The 16 Best Book Covers of April
All The Trompe L'oeil You Can Handle
Another month of books, another month of book covers. In this edition, you’ll find some great colors (as usual), some great collages (also as usual) primarily featuring vintage-style men (maybe less usual), and lots of trompe l’oeil, because trompe l’oeil is the best. We have bold covers and subdued ones, fiction, nonfiction, and poetry, funny art and serious art—basically, everything you could hope for in a month of book art. So choose your favorite and settle onto a park bench as the birds sing around you and the sun beams down and the landscape switches into a hallucination. What? Oh, you’ll see.
“Wolf-girls simply alarm,” Kate Bernheimer once wrote. And so does this cover, in the best of ways. The scale is perfect. Ford’s art is so lush as to appear touchable, its colors expertly calibrated (the eye!), and the way the hand reaches in from oblivion—I love every bit of its violent fairy-tale majesty. The only thing more riveting than the cover is the poetry inside.
I love a good collage on a book cover, and this one is particularly striking—not least because of that black bar, which does not strike out the subject’s eyes, as is customary, but rather his mouth. It’s a slight twist on a familiar tactic whose meaning is instantly comprehendible: shut up, loud Americans!!!
Here’s another collage (of sorts), and another use of a smiling man who may or may not have ben cut out of a 1950s advertisement—but in this case, instead of having his mouth blacked out, he has the top half of his head cut off, with something much more colorful than his face . . . spilling out? floating up? emerging? In any case, it’s a book cover that makes me want to find out more about the book.

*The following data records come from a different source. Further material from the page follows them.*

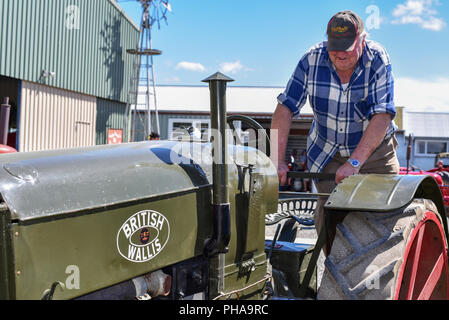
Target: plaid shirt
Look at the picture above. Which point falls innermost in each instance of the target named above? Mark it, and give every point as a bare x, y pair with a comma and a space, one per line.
340, 115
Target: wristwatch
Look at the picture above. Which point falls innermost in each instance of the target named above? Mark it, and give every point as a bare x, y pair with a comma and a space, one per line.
354, 163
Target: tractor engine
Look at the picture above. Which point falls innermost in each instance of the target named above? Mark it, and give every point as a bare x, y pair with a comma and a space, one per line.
133, 221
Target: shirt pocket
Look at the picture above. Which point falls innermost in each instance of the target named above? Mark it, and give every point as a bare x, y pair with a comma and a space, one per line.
359, 107
360, 111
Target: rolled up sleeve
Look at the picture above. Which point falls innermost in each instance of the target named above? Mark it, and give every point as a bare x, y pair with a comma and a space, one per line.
381, 95
295, 94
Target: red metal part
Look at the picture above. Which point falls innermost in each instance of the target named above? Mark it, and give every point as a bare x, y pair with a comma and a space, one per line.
424, 272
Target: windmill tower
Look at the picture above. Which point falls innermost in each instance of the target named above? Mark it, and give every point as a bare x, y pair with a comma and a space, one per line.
142, 95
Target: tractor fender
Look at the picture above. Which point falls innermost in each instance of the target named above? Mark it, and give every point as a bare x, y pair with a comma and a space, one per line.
384, 193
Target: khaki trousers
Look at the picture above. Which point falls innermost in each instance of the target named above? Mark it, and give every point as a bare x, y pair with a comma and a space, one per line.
383, 161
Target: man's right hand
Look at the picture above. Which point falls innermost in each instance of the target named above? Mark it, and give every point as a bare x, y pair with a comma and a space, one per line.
282, 173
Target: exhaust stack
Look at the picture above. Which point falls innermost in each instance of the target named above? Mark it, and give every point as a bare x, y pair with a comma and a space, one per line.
221, 206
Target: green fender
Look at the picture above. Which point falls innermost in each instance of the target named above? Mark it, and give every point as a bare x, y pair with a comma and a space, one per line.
384, 192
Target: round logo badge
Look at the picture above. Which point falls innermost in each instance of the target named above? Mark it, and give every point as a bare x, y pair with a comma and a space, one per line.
143, 236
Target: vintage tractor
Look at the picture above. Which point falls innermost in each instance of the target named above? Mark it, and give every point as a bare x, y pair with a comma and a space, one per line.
186, 219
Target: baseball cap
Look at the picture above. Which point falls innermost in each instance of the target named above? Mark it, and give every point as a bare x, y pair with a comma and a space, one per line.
342, 31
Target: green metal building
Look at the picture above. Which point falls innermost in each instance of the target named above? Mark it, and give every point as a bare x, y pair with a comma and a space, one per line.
64, 65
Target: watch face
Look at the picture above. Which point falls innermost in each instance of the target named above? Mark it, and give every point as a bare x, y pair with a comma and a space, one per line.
354, 163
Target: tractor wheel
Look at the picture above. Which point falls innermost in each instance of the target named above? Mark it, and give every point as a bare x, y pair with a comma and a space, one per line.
388, 255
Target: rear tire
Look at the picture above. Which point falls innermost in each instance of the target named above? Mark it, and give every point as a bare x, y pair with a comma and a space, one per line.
373, 256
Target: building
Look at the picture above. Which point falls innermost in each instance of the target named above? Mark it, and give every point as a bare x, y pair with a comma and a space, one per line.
429, 136
185, 106
64, 66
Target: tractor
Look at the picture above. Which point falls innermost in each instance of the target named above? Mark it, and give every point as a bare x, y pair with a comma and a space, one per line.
186, 219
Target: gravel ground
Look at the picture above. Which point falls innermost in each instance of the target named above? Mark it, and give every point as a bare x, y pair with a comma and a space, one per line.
305, 235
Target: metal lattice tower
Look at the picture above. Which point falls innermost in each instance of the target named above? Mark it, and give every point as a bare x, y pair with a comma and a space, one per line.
154, 11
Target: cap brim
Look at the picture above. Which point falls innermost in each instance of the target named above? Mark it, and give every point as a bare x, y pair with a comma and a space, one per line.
340, 44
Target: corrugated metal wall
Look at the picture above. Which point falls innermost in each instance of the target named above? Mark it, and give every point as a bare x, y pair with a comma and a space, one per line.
110, 115
83, 42
52, 118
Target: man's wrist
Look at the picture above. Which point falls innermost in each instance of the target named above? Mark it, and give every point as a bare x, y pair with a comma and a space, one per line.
356, 164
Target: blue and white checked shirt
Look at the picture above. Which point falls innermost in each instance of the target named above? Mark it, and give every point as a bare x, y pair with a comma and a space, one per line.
340, 115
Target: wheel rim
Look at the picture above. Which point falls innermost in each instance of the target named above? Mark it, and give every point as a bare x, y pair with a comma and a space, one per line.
424, 272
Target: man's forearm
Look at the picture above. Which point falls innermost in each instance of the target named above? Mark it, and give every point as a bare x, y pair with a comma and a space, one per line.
280, 129
372, 137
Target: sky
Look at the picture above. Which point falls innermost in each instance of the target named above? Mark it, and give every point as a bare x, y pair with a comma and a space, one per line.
259, 42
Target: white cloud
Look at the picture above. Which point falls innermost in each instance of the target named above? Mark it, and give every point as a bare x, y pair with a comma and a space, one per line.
231, 67
420, 12
422, 95
191, 66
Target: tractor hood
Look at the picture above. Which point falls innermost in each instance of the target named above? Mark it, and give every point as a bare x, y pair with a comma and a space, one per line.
49, 183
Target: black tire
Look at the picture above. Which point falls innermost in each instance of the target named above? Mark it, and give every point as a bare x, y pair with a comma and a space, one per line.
368, 251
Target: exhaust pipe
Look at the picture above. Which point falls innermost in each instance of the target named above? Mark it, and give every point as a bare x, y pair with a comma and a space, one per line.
4, 121
221, 207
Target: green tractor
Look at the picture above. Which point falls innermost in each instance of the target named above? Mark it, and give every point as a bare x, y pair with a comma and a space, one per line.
187, 219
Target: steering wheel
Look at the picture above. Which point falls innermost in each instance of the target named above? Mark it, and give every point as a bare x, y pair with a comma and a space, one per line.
252, 124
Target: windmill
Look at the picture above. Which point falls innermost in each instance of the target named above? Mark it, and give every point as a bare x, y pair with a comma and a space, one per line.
154, 12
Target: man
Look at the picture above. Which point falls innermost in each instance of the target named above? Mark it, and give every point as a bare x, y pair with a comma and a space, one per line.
349, 83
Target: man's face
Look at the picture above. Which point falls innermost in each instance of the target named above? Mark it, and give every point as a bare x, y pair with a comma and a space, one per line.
347, 60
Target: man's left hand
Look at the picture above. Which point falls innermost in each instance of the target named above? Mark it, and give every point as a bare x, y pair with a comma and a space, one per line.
345, 171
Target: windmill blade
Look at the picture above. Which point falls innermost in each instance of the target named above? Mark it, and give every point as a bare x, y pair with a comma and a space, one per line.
167, 5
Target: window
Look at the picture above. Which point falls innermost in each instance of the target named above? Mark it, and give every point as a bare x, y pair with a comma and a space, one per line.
177, 127
425, 147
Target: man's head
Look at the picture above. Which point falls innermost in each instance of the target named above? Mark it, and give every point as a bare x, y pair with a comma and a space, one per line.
346, 39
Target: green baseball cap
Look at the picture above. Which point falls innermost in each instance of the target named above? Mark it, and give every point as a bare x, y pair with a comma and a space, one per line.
342, 31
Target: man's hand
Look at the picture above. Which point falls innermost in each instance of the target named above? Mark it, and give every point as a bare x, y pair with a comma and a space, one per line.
345, 171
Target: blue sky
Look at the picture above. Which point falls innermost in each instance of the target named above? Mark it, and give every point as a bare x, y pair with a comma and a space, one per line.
259, 42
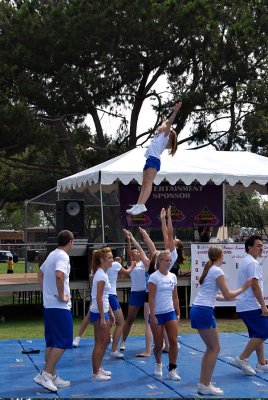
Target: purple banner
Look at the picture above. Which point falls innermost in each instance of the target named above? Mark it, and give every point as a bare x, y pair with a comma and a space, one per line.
191, 205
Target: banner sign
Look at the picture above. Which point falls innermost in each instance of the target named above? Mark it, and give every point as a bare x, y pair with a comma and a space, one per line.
233, 254
191, 205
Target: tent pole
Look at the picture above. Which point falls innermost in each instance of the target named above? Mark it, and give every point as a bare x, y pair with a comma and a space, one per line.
102, 216
25, 234
223, 210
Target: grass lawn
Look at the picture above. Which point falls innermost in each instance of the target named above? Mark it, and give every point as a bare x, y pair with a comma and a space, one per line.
25, 322
19, 267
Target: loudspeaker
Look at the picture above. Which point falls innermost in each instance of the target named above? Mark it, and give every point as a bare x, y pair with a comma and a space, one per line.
70, 216
79, 268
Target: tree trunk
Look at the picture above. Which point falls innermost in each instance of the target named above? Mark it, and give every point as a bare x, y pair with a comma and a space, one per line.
64, 138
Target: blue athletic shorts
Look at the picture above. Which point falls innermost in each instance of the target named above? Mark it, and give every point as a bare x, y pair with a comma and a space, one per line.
257, 324
114, 303
152, 162
202, 317
58, 325
165, 317
93, 317
137, 298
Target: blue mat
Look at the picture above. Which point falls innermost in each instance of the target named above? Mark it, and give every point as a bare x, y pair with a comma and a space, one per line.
132, 377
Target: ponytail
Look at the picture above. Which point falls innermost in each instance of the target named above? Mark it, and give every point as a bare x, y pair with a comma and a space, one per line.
214, 253
172, 142
207, 267
96, 257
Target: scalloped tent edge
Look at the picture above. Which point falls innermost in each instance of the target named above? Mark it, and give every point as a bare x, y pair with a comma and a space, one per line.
185, 166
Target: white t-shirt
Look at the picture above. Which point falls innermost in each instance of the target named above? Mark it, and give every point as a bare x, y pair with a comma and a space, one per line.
248, 268
57, 260
100, 276
207, 292
157, 145
113, 275
137, 275
174, 256
163, 301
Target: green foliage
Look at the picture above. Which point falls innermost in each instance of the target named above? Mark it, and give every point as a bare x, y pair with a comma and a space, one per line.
12, 217
64, 60
245, 210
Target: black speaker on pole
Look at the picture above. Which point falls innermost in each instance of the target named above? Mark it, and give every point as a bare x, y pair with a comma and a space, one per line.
70, 216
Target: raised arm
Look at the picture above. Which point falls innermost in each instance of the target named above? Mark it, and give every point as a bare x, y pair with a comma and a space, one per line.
164, 227
170, 232
167, 229
144, 258
128, 246
171, 119
148, 241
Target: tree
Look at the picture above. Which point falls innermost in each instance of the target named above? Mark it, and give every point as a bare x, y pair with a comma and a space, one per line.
245, 210
64, 60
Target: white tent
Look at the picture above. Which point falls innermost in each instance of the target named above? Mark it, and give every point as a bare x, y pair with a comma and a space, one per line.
232, 169
185, 166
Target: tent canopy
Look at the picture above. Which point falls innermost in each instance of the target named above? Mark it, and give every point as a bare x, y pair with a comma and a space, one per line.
185, 166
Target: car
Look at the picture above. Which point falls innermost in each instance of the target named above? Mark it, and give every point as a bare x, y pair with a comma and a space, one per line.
4, 255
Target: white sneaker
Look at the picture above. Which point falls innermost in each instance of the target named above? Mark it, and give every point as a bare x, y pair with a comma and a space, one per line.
244, 365
158, 370
172, 375
116, 354
76, 341
138, 209
261, 368
45, 379
202, 389
123, 345
60, 382
101, 377
107, 373
129, 210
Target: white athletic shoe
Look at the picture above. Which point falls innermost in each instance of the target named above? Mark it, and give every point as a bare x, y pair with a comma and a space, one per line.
122, 345
60, 382
116, 354
138, 209
172, 375
261, 368
45, 379
158, 370
244, 365
211, 390
101, 377
76, 341
107, 373
129, 210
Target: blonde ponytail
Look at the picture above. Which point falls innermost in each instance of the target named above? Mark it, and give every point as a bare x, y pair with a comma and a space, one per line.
172, 142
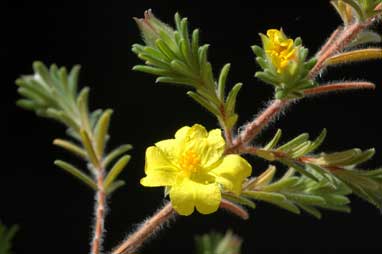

A stunning trompe l’oeil that rips through a fairly conventional cover—a nice desert scene at the edge of sunset—to reveal the acid-soaked, psychedelic alternative (or truth) beneath.
Another trompe l’oeil cover, but to much subtler effect—this textured, mosaic-like treatment is perfect for Alison’s brilliant book about alternative patterns in narrative. I especially appreciate the gradation of color from top to bottom, and the restraint shown by the text, which lets the patterning of the cover speak for itself.
Sorry not sorry for this third trompe l’oeil in a row. This one is the funniest of the three, with the cover approximating the bottom right corner of a baroque, framed painting of stylized animals, onto which three notes have been (ouch) taped, each one in a different style—and each perhaps with a different author, considering handwriting and paper choices—and each augmenting the one that came before.
It’s all about the colors here—that green particularly, but really how the three work together—and a little bit about the ancient iconography. Okay, and a little bit about that swift brushed “a novel” at the bottom. Chef’s kiss emoji.
This is a portrait cover—these are usually boring, the visual equivalent of talking heads, but this one manages to look appealingly graphic and almost collage-like.
Great, terrifying colors here, and the spiky swarm—birds? bats? something more sinister?—makes a great textural counterpoint with the noxious-looking but soft clouds. I also appreciate the way the title of the book is semi-obscured by the aforementioned textures, while the subtitle isn’t—I wonder if that choice only revealed itself in the drafting.
Listen: you can’t beat a dark floral for style. The texture of this cover sings, and the way the text treatment is incorporated makes me want to touch it (and sign offline so I can read for a while).
Simple, elegant, and almost certainly organized to tug at my heartstrings by recalling the Whole Earth Catalog. (RIP)
Here’s a bold move: not to include the author’s name, nor the explanatory subtitle (“The Life and Work of Nelson Algren”) on the front cover. The result is a gorgeous, graphic piece of contemporary art.
Everything is going along fine. Everything is normal, orderly, clean. The threads are even. And then suddenly: a snag. One snag disrupts the pattern, ripples outward, the threads waver, and twist, and suddenly nothing is normal, or orderly, or fine anymore. Brilliant.
IRL, those flakes collecting at the bottom of the book are a muted gilded gold, which gives this cover an eerie, magical feeling.
Another daring text treatment here—not because the title is bold, but because it isn’t. The title and author look nearly tacked on, throwaway, though of course they are not, subtly separated as they are, offset by the colored lights against the black and white portrait of Lispector.
I’ve seen broken glass book covers before, but I love the subtle mirroring (yes, yes, I see it) of the title in the shape of the wound here, as well as the fact that said title is itself partially obscured.